Disregulated, excessive or absent immune responses → pathology.

Excessive: allergies eg. asthma, hay fever.

Autoimmune diseases eg. diabetes, rheumatoid arthritis.

Immunodeficiencies.

Immunoproliferative disorders.

CD4+ helper T lymphocytes provide cytokines and growth factors that serve as (usually) essential costimulants for B cell (antibody) and CD8+ cytotoxic T cell responses.

2 types of antigen receptor
1. Surface immunoglobulin on B cells.
-Recognise intact antigens outside cell, where most bacteria found.
2. Antigen receptor on T cells: T cell antigen receptor (TCR).
-Detect peptide antigens generated inside cell eg. viral and bacterial peptides.

Function of HLA molecules
• Originally identified as histocompatibility antigens in context of transplantation and pregnancy.
• Now know: main function to sample antigenic peptides and present them for screening by T cells.

HLA molecules
• Encoded on short arm of chromosome 6.
• Human major histocompatibility complex (MHC) gene complex contains 264 genes/pseudogenes.

MHC
1. Class I HLA
• Expressed on virtually all nucleated cell types.
-Not trophoblast.
-Not sperm.
• 3 important genes - HLA - A, B, C; multiple "alleles."
• Binds small peptides (form cytosol) and "presents" them to CD8+ (cytotoxic) T cells.

2. Class II HLA
• Expressed on antigen - presenting cells (APC) - macrophages, dendritic cells and B cells.
• 3 gene products, HLA - DR, DP, DQ; multiple "alleles."
• Binds peptides (from intracellular vesicles) and presents them to CD4+ (helper) T cells.

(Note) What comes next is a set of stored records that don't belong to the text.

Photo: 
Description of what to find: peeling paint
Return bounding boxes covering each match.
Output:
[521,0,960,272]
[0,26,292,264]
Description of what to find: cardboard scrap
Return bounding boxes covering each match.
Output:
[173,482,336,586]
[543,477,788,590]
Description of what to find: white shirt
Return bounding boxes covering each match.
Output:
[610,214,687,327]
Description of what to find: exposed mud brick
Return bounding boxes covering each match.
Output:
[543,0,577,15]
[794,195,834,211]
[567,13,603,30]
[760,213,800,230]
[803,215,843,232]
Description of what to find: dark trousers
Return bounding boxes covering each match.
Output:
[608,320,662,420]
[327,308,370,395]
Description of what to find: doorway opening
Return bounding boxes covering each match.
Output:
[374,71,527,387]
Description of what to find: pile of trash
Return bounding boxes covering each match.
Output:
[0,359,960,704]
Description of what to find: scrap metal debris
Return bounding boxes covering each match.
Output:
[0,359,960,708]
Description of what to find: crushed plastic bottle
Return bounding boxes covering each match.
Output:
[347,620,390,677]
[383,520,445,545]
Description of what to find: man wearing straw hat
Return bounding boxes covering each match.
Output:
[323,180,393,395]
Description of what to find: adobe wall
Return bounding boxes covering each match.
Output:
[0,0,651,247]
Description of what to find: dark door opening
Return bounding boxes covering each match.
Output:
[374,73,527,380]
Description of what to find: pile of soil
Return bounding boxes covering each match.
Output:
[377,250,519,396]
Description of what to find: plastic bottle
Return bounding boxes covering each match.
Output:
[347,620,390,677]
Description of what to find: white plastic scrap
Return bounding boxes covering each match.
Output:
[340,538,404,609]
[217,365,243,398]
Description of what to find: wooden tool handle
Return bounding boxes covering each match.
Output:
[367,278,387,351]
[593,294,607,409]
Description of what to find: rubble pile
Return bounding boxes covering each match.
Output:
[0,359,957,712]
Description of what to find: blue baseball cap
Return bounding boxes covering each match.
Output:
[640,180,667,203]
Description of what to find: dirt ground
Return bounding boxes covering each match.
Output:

CD4 activation necessary for virtually all immune responses, so APC play pivotal role.

Each HLA allele (tissue type) binds different repertoire of antigenic peptides fo presentation to T cells.

Frequency of immunogenic peptides
• Average-sized protein of 60,000 molecular weight contains ≈ 500 amino acids.
• From defined anchor residues for each class I/II HLA molecule in any individual, would be (at best) only a few peptides that could be bound.
• Hence, low frequency of immunogenic peptides in any typical protein - immunogenic peptides will vary between individuals.

How is HLA polymorphism maintained?
1. Non-pathogen-driven mechanisms
• Spontaneous mutation and gene conversion rates?
• Maternal-foetal incompatibilities??
• Mating preferences?

2. Pathogen-driven mechanisms
• Heterozygote advantage.
• Rare allele advantage.

HLA and HIV
• Frequently-exposed HIV-negative individuals:
-HLA-A2, -A28; -DR13.
-Higher occurrence of cervical IgA anti-HIV.
• Fast progressors:
-HLA-A1, -A9, -A11, -A23, -A24; -B8, -B-35.

HLA-B53 and malaria
• Frequency of allele is ≈ 1% in Caucasian populations, but >50% in Gambians.
• HLA-B53 can bind peptide from malaria parasite that is a target for cytotoxic T cells.
• Selective advantage of allele in malaria-endemic regions.

HLA-A11 and EBV
• European EBV strains recognised by HLA-A11 restricted CD8+ cytotoxic T cells.
• In New Guinea (where HLA-A11 more frequent), EBV has mutated - no longer recognised by HLA-A11-restricted CTL.
• Here, parasite one step ahead of host.

EBV, HSV and certain adenoviruses can persist harmlessly after primary infection (illness), because they interfere with the cellular mechanisms of production, processing or presentation of antigenic peptide fragments of viral proteins.

HLA polymorphism important in humans.